Here is a good piece on the organizational design of the Navy and the Chief of Naval Operations from Admiral Hyman Rickover’s 1974 speech, The Role of Engineering in the Navy.
When Congress established that position, it was clearly understood that the Chief of Naval Operations — the Navy’s highest-ranking military officer — was subordinate to the Secretary of the Navy, and that his job was to prepare the Fleet and keep it ready for war. He could give recommendations on the shipbuilding program, but not make the decisions. He did not control the technical bureaus which were concerned with ship design and construction; the chiefs of these bureaus reported directly to the Secretary.
The Navy was divided into what was called a bilinear organization. One line of authority and responsibility, that for operational matters, extended from the Secretary to the Chief of Naval Operations. The other line extended from the Secretary to the chiefs of the bureaus. Ship design and construction were handled by the Chief of the Bureau of Ships who reported directly to the Secretary. Occasionally a Chief of Naval Operations attempted to expand his power over the bureaus. Admiral King tried to do so during World War II. President Franklin D. Roosevelt at once saw the issue. Roosevelt was no novice in naval affairs. He had been Assistant Secretary of the Navy from 1913 to 1920 – not only a long period of time, but also during the years of World War I. The President gave as his reason for opposing King that:
“We ought not to have all the administrative problems of personnel and material, shore establishments, production, etc., go up through the Chief of Naval Operations. When you come down to it, the real function of the Chief of Naval Operations is primarily naval operations- no human being can take on all the responsibilities of getting the Navy ready to fight. He should know all about the state of that readiness, and direct the efforts of it… If they are not ready to fight, or are slow in getting ready, it is his function to raise hell about it. Details of getting ready to fight ought not to bother him.”
And, mind you, this was said when the Navy had not yet reached a fraction of the technical complexity it has today. Roosevelt clearly understood the distinction between the role of the line officer and that of the technical officer. Unfortunately, some of the policy makers who came later did not.

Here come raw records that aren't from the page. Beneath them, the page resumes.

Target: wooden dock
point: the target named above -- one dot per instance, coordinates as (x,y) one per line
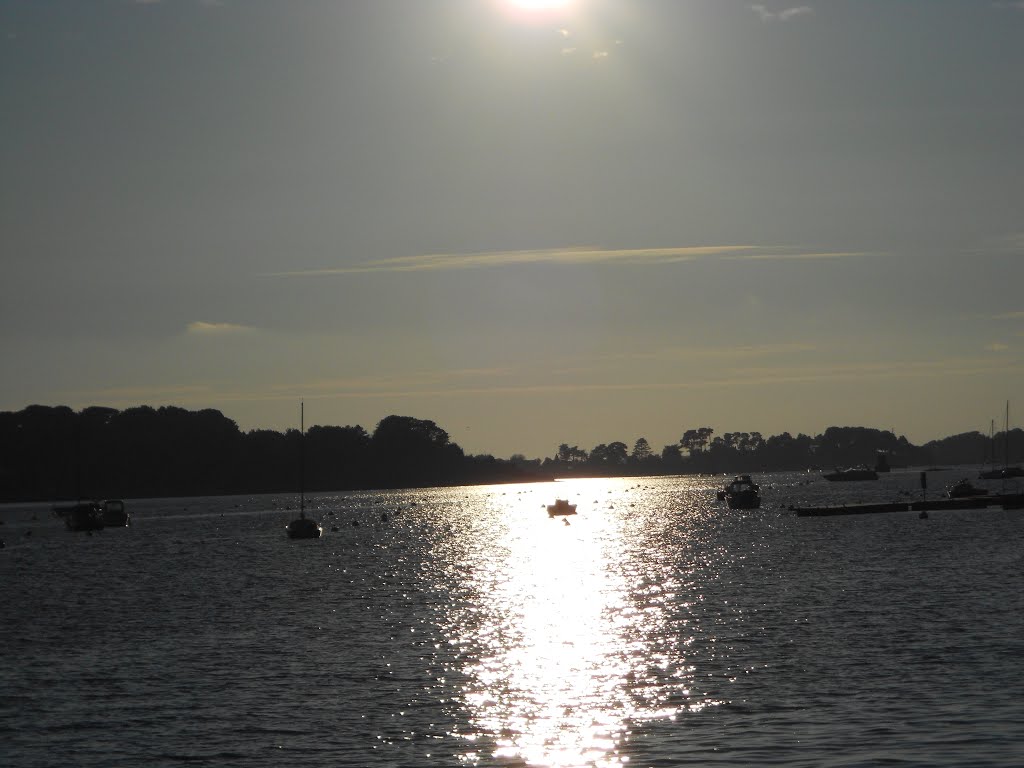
(1008,501)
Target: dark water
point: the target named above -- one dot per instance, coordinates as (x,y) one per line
(467,628)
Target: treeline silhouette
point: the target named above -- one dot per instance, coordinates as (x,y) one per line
(54,453)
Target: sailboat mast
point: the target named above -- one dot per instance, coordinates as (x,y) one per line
(302,456)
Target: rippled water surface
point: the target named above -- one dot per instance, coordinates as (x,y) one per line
(465,627)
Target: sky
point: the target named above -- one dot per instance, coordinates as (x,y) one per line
(530,222)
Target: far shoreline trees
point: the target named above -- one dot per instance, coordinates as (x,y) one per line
(54,454)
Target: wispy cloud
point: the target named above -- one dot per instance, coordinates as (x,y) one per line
(781,15)
(181,393)
(566,256)
(201,328)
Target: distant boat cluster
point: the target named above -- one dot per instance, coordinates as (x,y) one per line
(93,515)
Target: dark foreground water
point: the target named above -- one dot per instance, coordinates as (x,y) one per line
(463,627)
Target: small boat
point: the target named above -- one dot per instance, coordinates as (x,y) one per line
(81,515)
(1007,471)
(742,493)
(114,514)
(882,463)
(302,526)
(561,507)
(852,473)
(965,489)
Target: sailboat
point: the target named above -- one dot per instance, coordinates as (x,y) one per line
(1007,471)
(302,526)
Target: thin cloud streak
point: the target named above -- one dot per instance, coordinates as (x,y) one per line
(781,15)
(438,384)
(201,328)
(565,256)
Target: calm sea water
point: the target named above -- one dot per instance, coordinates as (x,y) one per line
(462,627)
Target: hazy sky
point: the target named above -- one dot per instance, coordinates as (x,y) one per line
(530,222)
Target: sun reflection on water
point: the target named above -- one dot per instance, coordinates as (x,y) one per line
(572,636)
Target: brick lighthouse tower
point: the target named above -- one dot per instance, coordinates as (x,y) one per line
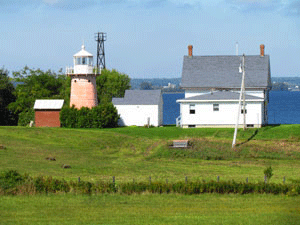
(83,80)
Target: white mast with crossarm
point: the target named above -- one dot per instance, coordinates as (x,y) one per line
(242,95)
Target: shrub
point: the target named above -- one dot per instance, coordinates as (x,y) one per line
(268,173)
(10,179)
(102,116)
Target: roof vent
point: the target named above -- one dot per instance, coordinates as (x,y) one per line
(262,50)
(190,47)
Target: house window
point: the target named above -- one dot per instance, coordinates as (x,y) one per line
(242,111)
(215,107)
(192,109)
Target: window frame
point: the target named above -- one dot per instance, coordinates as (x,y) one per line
(192,108)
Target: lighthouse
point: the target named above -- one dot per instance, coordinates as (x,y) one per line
(83,80)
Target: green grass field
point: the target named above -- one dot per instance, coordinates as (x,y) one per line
(137,153)
(150,209)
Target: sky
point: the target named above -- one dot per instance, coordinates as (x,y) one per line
(148,38)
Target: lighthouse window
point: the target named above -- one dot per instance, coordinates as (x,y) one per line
(90,61)
(84,61)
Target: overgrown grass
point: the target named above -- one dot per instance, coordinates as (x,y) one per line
(137,153)
(150,209)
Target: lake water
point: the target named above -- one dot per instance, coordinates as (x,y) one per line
(283,107)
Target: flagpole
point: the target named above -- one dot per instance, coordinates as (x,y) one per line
(240,100)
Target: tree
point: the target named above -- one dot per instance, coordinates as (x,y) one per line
(111,84)
(6,97)
(37,84)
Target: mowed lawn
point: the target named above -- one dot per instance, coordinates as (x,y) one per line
(137,153)
(150,209)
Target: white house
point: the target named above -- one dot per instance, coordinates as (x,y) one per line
(212,85)
(140,107)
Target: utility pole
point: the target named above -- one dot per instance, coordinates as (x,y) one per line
(243,86)
(100,37)
(242,95)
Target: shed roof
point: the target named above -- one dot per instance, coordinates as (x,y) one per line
(139,97)
(221,96)
(48,104)
(223,72)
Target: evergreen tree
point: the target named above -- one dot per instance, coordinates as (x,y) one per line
(7,117)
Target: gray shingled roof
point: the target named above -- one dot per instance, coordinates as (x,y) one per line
(139,97)
(223,72)
(220,95)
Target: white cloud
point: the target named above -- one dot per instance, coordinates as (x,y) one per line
(255,5)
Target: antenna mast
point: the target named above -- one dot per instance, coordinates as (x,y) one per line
(242,95)
(100,38)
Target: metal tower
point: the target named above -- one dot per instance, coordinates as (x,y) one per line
(100,38)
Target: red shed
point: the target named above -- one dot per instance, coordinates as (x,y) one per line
(47,112)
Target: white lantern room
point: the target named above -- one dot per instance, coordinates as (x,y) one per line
(83,63)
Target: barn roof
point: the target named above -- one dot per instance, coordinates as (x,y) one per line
(48,104)
(223,72)
(220,96)
(139,97)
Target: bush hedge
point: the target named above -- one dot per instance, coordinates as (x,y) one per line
(13,183)
(101,116)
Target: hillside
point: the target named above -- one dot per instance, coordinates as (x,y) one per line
(137,153)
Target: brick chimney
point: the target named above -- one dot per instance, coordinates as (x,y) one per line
(190,47)
(262,50)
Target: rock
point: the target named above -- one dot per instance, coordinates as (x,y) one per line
(65,166)
(51,158)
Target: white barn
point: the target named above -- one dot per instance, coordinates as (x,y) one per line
(140,107)
(212,85)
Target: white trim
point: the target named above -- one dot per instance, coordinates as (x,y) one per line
(48,104)
(224,100)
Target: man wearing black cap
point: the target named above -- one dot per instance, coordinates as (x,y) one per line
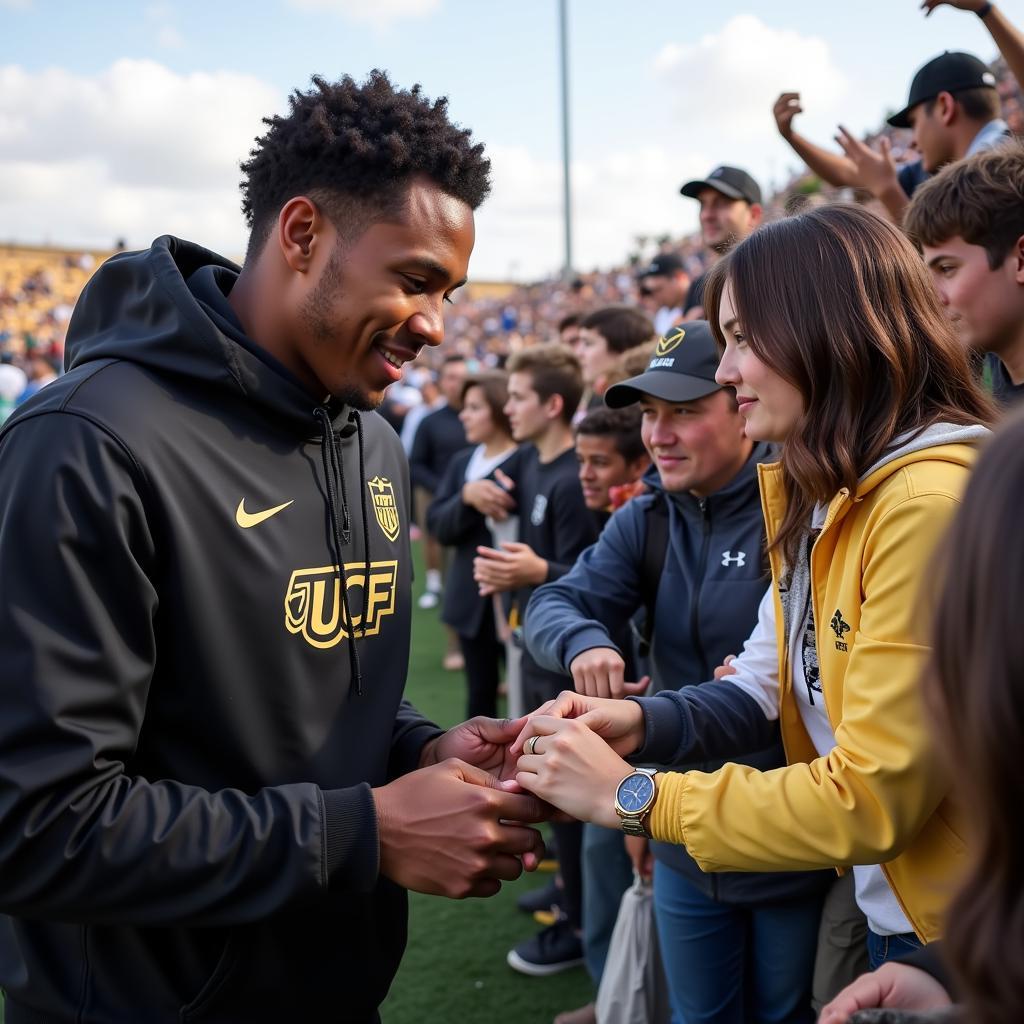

President Roosevelt clearly understood that the job of organizing, equipping, and training a military service was far too vast a responsibility for any one person to possibly control. No person could have the knowledge or attention to make such weighty decisions. In the 1960s, the CNO’s staff centralized a lot of the functions that had been resided with the bureau chiefs. Requirements, personnel, resourcing, logistics. As more and more decisions came under the service chiefs, the greater their staffs had to grow to absorb it all.
The service chiefs and service secretaries are literally the only two people in the service where authority is integrated to get any significant effort underway. But policy makers should remember that information is decentralized. Pieces of information that are important as to whether an idea is successful or a boondoggle cannot be reported up to that level in a short PowerPoint brief.